Penalty determination
Mr Lees sought for penalties to be imposed on Asaleo for their two contraventions of the Fair Work Act 2009 (Cth). The maximum penalty for a corporation under the Act is $63,000 per contravention. In determining the amount to be awarded, the Court considered whether the contraventions should be dealt with independently and whether the penalties were appropriate and proportionate to the conduct viewed as a whole.
It was found that the contraventions should be considered separately, because the dismissal was contingent on how Mr Lees responded to the performance improvement plan. This, in addition to the fact that the dismissal occurred a week after the first contravention, lead Judge Riley to believe that this was not a single course of conduct.
Judge Riley considered that the breaches were deliberate, involved senior management, and that Asaleo had showed no contrition. It was found to be of relevance that the dismissal would remain on the applicant’s CV, which would likely negatively impact his future job prospects. Given these circumstances, Judge Riley believed specific deterrence was necessary.

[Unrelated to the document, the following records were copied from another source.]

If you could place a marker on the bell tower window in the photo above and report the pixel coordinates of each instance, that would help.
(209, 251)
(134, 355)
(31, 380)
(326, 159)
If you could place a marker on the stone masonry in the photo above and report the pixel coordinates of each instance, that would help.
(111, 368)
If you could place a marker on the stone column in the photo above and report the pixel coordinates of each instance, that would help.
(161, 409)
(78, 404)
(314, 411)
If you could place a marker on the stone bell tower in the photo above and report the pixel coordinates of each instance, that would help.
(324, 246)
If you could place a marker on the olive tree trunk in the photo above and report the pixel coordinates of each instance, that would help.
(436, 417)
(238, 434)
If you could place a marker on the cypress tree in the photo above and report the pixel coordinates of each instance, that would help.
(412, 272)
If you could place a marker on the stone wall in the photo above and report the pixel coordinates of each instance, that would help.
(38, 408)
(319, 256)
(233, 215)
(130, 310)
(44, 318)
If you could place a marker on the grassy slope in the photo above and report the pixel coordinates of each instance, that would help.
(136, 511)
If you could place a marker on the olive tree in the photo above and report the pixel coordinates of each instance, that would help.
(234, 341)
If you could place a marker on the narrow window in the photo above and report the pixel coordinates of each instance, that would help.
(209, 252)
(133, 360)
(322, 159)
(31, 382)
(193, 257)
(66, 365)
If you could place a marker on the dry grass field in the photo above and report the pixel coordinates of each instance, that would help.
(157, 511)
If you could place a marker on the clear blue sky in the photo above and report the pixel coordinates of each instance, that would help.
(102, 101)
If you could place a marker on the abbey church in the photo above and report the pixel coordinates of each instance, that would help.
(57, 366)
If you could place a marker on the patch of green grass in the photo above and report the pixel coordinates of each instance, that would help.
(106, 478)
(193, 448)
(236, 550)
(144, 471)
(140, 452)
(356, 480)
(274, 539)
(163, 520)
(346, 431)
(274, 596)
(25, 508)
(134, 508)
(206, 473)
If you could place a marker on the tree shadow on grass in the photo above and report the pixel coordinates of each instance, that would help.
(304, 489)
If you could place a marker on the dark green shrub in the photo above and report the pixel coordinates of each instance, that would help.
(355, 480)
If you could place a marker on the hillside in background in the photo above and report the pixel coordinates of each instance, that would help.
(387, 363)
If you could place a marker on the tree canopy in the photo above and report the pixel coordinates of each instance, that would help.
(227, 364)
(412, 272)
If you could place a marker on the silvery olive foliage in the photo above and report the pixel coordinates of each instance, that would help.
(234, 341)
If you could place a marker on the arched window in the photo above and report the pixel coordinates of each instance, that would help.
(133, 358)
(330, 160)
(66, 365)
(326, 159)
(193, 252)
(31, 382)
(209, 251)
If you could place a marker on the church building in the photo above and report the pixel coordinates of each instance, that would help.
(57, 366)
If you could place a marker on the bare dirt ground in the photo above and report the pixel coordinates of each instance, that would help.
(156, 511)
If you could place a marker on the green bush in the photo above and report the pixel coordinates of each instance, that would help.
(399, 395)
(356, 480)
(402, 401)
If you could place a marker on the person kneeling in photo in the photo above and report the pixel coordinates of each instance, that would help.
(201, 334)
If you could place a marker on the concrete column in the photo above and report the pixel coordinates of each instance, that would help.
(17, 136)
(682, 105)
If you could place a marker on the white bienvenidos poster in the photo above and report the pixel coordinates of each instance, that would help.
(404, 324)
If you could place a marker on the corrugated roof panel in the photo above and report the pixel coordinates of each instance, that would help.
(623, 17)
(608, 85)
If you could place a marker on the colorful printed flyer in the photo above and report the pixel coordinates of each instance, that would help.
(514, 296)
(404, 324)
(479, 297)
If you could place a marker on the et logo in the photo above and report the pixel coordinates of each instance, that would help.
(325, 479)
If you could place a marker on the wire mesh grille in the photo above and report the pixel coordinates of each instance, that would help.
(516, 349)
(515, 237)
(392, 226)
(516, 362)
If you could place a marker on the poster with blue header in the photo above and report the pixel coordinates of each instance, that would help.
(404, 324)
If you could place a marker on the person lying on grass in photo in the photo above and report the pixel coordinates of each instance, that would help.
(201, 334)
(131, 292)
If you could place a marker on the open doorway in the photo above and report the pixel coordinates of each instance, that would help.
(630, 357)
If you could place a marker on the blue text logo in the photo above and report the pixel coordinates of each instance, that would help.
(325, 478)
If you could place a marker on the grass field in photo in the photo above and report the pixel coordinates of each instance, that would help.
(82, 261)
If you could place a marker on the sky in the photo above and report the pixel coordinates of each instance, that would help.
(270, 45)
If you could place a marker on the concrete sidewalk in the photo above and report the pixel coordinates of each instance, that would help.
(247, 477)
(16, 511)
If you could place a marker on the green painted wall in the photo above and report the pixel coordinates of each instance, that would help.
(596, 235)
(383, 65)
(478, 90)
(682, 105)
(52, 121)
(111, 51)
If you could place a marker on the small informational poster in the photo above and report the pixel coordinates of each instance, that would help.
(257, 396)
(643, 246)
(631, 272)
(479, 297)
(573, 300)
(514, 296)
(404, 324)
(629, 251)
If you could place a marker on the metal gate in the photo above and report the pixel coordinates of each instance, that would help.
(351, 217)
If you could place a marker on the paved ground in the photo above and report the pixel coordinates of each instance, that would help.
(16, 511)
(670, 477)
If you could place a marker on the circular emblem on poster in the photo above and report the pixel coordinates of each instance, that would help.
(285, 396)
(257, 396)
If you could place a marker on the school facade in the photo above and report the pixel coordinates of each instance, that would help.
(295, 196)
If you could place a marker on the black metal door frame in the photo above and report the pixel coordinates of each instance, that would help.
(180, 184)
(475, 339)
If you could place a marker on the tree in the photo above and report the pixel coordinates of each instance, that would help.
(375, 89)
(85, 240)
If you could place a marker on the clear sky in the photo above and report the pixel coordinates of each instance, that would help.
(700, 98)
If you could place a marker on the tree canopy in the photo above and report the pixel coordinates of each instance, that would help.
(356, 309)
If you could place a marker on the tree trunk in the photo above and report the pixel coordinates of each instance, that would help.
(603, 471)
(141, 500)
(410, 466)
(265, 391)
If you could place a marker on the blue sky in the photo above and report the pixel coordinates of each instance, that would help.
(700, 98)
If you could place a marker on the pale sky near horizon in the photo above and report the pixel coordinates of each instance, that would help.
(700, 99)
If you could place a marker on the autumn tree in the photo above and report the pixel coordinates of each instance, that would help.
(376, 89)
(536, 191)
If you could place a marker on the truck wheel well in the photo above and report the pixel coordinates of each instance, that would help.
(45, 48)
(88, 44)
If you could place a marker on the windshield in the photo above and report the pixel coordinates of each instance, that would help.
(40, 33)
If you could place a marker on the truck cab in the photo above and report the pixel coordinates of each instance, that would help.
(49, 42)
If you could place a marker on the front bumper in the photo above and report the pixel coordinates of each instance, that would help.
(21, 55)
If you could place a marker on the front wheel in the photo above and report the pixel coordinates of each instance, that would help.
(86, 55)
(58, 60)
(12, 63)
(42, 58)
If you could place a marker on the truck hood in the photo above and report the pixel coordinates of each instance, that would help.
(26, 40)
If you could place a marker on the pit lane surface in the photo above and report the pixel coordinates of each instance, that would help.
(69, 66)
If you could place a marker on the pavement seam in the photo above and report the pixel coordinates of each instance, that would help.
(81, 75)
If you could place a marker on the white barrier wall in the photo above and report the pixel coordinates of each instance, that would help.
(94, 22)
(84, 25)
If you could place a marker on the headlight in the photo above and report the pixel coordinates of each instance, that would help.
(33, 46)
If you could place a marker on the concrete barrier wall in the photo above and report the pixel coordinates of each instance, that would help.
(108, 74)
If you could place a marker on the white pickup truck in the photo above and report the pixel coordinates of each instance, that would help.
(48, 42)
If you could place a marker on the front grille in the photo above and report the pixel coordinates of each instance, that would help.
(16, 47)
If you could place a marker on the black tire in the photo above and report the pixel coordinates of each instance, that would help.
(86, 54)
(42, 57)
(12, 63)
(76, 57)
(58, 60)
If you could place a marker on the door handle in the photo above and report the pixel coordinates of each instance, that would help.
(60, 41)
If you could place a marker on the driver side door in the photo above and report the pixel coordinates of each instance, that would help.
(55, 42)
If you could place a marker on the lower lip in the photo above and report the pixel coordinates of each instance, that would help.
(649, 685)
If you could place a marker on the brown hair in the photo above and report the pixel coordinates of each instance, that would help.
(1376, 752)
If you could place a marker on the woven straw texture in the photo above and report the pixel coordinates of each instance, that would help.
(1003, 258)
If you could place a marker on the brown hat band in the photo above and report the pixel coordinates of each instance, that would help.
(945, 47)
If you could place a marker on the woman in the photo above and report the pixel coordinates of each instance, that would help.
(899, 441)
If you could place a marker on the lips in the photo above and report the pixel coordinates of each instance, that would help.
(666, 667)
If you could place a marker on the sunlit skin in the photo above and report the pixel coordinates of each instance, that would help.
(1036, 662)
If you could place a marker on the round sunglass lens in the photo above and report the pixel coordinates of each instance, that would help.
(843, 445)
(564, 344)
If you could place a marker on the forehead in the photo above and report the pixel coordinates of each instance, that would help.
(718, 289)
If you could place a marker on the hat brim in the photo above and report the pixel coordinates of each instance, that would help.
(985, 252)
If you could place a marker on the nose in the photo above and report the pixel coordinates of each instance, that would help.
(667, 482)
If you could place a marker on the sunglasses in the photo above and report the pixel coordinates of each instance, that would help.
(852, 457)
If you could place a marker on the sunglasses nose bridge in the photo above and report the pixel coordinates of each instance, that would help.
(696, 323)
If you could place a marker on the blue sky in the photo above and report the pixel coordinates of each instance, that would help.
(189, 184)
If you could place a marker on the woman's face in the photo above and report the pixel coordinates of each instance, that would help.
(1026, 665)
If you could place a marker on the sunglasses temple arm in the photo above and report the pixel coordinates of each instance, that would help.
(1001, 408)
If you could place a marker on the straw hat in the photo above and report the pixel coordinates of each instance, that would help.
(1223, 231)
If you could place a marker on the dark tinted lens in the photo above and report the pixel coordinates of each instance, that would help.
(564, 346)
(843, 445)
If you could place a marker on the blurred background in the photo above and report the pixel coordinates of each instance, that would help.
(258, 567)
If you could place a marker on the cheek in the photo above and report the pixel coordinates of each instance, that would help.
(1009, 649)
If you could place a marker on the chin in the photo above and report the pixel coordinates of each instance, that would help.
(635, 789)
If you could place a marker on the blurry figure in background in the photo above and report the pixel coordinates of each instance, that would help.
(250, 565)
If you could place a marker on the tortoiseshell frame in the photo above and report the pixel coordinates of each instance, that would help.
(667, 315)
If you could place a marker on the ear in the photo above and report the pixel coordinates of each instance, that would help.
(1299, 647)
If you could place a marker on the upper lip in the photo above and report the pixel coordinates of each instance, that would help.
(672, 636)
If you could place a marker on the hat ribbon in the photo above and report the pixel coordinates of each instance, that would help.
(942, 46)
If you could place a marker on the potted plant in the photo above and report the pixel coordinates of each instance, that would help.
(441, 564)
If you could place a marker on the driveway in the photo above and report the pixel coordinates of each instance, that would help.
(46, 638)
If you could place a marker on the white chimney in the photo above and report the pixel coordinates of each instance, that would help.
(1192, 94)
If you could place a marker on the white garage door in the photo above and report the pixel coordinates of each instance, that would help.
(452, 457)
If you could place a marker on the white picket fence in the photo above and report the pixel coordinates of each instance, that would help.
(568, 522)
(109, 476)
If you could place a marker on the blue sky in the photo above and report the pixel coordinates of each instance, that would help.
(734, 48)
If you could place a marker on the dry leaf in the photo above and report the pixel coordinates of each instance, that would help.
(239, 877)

Taking into consideration the fact that the dismissal was substantially worse conduct than the presentation of the performance plan, the appropriate penalty was considered to be 35% of the maximum for presenting Mr Lees with the performance improvement plan, and 70% of the maximum for his dismissal, totalling $66,150.
Damages for breach
Judge Riley found that failure to provide Mr Lees with formal performance reviews was only a technical breach of the employment contract. Given that there was no issue with the Mr Lees’s performance until shortly before dismissal, and that he had been given promotions and pay rises, Judge Riley was not satisfied there had been any loss from the breach warranting an award of damages.
Conclusion
Ultimately Asaleo’s conduct in taking adverse action to unlawfully dismiss Mr Lees after his refusal to complete his performance improvement plan resulted in orders to pay a total of $98,872.06 in compensation and pecuniary penalties. This case serves as a timely reminder of the risks associated with taking unlawful adverse action against an employee.